Ah, dark matter. Creator of the universe, sculptor of galaxies, great brewer of coffee (probably). There seems to be nothing it can’t do, or isn’t responsible for, but there’s just one problem: Where the hell is it?
The hunt for dark matter may seem at times like searching for an invisible needle in an infinite haystack, but researchers now think they may have a vital clue in its discovery. We know, you’ve heard that countless times before. Bear with us.
A team of scientists has theorized that dark matter is not the exotic particle everyone thought it would be, but is instead nothing more than a different version of the humble pion, known to science since 1935. Pions, for those who don’t know, are the particles that bind atomic nuclei together. Dark matter, the team suggests, would be similar but not exactly the same to regular pions.
“When people talk about dark matter, they assume it is really exotic stuff, like in an extra dimension, or involved in super-symmetry,” Hitoshi Murayama of the University of California, Berkeley, and University of Toyko, and a co-author on the study published in Physical Review Letters, told IFLScience.
“Of course, this idea is very sexy, but at the same time there’s no evidence for these ideas. So we think it could be something more mundane and maybe more familiar to us.”
Dark matter, as a type of pion, would have very few differences to regular pions. It would have a simlar mass, for example, but Murayama describes it as a “carbon copy,” and not identical. Indeed, other research has suggested dark matter particles only interact with themselves, and not regular matter or photons, which the pion theory would allow.
“Dark matter is our mother. Without it, no stars, galaxies or even us would have been born,” said Murayama. It’s thought that, just 380,000 years after the Big Bang, it was dark matter that was responsible for breaking the uniformity – or “smoothness” – of the universe. Tiny variations in dark matter upset the balance of the homogenous cosmos, allowing matter to lump together and form the stars, galaxies and planets we see today.

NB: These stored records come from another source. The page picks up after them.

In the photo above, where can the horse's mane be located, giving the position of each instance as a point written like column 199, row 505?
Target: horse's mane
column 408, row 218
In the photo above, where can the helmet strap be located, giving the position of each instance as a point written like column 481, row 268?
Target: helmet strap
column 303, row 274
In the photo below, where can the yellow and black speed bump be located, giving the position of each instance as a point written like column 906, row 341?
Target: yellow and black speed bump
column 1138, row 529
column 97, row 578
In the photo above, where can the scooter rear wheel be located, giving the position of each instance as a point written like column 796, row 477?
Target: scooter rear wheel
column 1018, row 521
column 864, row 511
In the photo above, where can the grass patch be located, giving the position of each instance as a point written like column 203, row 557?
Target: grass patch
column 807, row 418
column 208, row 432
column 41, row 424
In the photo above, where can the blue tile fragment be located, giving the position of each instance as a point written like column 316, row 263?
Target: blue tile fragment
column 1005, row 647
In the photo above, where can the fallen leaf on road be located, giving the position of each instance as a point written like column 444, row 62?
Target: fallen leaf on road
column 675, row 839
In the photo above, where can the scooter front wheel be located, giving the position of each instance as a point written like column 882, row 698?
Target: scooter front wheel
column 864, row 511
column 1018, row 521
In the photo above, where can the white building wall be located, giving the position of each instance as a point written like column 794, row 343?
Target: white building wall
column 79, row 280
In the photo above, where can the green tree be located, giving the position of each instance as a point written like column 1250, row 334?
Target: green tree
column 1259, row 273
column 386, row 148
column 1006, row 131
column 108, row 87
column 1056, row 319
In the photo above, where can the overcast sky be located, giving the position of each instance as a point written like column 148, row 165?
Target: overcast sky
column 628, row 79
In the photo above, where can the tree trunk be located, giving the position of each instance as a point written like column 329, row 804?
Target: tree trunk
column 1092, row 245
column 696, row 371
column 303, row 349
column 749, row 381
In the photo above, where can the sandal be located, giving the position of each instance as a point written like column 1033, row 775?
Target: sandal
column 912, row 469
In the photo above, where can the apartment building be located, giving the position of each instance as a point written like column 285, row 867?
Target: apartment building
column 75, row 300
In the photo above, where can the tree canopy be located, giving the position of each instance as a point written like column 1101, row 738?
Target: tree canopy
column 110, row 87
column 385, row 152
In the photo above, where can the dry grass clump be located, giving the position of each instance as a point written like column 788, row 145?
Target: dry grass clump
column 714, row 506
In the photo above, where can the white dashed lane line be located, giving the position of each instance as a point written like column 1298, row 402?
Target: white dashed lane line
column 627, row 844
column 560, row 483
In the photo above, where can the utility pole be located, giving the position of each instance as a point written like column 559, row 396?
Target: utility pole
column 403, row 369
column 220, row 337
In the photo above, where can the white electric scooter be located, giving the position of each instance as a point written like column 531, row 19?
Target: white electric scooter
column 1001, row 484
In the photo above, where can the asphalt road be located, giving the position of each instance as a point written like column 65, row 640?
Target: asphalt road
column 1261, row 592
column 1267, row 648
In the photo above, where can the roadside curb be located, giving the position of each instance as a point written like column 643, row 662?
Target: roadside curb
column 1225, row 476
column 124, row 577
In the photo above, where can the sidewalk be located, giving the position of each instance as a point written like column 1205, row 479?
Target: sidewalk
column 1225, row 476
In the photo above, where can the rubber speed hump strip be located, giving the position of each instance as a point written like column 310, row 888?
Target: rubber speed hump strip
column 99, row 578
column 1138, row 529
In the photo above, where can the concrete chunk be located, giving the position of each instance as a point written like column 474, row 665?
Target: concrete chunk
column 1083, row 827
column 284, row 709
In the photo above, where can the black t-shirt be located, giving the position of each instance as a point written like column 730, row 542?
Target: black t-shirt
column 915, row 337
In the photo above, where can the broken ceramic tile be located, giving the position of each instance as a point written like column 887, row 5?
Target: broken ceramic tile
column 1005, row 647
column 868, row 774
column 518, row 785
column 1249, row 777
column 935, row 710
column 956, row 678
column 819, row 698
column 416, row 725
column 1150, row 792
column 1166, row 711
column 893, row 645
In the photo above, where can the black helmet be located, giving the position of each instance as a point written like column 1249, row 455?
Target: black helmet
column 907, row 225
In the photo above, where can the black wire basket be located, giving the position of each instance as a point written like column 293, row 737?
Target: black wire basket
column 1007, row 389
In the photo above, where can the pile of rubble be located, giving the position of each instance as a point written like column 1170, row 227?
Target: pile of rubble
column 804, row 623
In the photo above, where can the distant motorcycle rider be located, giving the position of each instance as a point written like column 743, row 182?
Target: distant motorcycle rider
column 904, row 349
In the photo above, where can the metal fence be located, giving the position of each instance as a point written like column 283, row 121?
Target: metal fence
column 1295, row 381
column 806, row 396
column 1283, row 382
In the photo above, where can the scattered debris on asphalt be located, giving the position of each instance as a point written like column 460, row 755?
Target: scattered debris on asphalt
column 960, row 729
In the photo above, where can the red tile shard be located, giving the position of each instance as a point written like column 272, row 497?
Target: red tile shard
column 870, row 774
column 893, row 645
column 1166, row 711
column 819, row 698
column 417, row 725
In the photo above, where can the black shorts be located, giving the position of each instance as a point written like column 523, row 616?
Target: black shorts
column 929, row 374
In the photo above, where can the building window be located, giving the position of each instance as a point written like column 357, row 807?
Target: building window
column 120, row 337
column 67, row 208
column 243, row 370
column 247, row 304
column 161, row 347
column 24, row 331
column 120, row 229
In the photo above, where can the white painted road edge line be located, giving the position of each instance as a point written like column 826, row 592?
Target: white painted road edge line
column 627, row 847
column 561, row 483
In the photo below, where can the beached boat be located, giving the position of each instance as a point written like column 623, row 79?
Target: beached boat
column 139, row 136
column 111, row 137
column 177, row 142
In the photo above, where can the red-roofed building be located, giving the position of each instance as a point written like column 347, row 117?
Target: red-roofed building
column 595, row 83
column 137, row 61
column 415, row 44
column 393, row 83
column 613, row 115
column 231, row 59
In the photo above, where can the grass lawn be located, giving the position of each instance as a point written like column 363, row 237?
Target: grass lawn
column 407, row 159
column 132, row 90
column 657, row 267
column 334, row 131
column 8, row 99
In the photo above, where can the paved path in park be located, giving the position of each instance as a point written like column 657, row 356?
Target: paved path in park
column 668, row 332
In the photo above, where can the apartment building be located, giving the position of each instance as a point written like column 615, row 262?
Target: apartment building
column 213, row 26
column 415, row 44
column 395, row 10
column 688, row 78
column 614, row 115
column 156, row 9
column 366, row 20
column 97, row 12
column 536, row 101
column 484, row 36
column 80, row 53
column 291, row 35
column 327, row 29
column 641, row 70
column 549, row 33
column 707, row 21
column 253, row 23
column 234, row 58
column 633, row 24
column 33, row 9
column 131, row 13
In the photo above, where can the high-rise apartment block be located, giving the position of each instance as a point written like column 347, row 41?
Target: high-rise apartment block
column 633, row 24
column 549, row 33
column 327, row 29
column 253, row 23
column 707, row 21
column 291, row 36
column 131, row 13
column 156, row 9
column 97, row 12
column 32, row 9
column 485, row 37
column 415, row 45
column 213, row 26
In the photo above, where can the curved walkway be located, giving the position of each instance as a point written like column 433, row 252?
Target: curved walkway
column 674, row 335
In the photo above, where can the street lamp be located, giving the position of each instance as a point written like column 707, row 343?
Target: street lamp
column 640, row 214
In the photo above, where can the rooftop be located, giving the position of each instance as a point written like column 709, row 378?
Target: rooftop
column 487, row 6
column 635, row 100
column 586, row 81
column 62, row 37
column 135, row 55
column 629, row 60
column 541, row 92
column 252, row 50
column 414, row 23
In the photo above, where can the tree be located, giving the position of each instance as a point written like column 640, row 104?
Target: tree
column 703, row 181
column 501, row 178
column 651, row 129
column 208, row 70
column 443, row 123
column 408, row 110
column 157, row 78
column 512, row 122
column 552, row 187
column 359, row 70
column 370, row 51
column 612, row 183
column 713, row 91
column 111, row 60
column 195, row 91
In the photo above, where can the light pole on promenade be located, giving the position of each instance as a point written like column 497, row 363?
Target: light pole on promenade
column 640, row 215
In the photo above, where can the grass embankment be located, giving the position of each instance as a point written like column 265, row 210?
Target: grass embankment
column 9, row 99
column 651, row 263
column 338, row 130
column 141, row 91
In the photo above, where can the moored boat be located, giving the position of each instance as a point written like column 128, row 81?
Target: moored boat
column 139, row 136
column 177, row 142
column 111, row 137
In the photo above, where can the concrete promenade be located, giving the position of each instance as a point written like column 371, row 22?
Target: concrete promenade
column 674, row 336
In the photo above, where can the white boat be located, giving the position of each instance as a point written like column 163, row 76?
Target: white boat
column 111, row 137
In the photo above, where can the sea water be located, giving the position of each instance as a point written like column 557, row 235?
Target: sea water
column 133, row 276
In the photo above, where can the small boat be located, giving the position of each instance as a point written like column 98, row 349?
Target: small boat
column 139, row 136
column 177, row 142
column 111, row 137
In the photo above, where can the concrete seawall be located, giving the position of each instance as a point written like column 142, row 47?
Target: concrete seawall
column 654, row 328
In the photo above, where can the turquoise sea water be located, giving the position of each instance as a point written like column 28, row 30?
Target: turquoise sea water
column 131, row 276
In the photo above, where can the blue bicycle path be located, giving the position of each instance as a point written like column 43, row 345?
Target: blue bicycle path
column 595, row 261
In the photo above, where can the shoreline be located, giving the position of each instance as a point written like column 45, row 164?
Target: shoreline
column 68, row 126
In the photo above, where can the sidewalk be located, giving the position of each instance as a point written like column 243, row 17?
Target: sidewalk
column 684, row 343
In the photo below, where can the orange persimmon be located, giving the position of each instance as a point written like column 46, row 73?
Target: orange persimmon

The significance of this theory is that it could indicate a discovery of dark matter is imminent via experiments running around the world. For example, the Large Hadron Collider (LHC) at CERN, the new SuperKEK-B and the upcoming SHiP could all potentially make a discovery in the near-future – and prove if this pion theory is correct. “The minute we proposed it, people wrote a bunch of papers to test how to prove it, so there’s quite a bit of excitement there,” said Murayama.
Ultimately, it will take a direct detection to confirm this research and it is, after all, only a theory. “Science is always like that,” said Murayama, “no matter how beautiful it is.”
So, we're close. Sort of. Coffee, please.